Pendant le silence qui suivit cette déclaration, Frédéric Brunner quitta le grand-père de Cécile, revint saluer poliment le président et la présidente, et se retira. Vivant commentaire du salut de son Werther, Cécile se montra pâle comme une moribonde, elle avait tout écouté, cachée dans la garde-robe de sa mère.

— Refusée !… dit-elle à l’oreille de sa mère.

— Et pourquoi ? demanda la présidente à son beau-père embarrassé.

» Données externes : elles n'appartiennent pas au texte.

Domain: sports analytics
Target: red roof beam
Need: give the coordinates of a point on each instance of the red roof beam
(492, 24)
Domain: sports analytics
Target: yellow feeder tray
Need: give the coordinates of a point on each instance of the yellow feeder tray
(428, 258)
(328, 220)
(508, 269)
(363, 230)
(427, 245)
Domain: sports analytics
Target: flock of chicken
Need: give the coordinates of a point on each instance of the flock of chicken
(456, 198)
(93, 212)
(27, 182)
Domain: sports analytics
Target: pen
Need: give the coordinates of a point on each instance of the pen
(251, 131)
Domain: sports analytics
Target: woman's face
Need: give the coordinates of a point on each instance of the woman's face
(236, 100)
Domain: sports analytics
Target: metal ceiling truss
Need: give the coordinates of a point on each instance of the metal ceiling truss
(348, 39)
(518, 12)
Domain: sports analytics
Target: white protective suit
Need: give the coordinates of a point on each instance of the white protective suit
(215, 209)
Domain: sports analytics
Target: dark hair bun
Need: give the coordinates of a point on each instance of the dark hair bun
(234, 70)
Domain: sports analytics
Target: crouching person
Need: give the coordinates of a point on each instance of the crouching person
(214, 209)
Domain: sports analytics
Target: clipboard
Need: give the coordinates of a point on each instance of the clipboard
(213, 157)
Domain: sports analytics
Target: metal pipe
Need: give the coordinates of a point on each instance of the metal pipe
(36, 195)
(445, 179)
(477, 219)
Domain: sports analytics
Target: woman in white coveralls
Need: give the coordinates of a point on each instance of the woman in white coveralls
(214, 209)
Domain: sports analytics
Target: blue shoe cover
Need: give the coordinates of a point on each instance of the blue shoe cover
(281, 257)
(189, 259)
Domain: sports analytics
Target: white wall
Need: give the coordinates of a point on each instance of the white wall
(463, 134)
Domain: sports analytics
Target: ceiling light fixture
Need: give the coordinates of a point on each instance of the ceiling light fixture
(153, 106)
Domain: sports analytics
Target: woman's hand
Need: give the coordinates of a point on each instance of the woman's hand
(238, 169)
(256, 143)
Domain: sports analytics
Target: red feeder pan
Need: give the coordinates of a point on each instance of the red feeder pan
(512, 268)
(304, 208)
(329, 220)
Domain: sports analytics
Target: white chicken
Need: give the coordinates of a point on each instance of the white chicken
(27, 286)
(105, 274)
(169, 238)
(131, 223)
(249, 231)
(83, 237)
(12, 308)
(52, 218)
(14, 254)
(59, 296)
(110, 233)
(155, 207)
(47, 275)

— Sous le joli prétexte que les filles uniques sont des enfants gâtés, répondit le vieillard. Et il n’a pas tout à fait tort, ajouta-t-il en saisissant cette occasion de blâmer sa belle-fille, qui l’ennuyait fort depuis vingt ans.

— Ma fille en mourra ! vous l’aurez tuée !… dit la présidente à Pons en retenant sa fille qui trouva joli de justifier ces paroles en se laissant aller dans les bras de sa mère.

Le président et sa femme traînèrent Cécile dans un fauteuil, où elle acheva de s’évanouir. Le grand-père sonna les domestiques.

— J’aperçois la trame ourdie par monsieur, dit la mère furieuse en désignant le pauvre Pons.

Pons se dressa comme s’il avait entendu retentir à ses oreilles la trompette du jugement dernier.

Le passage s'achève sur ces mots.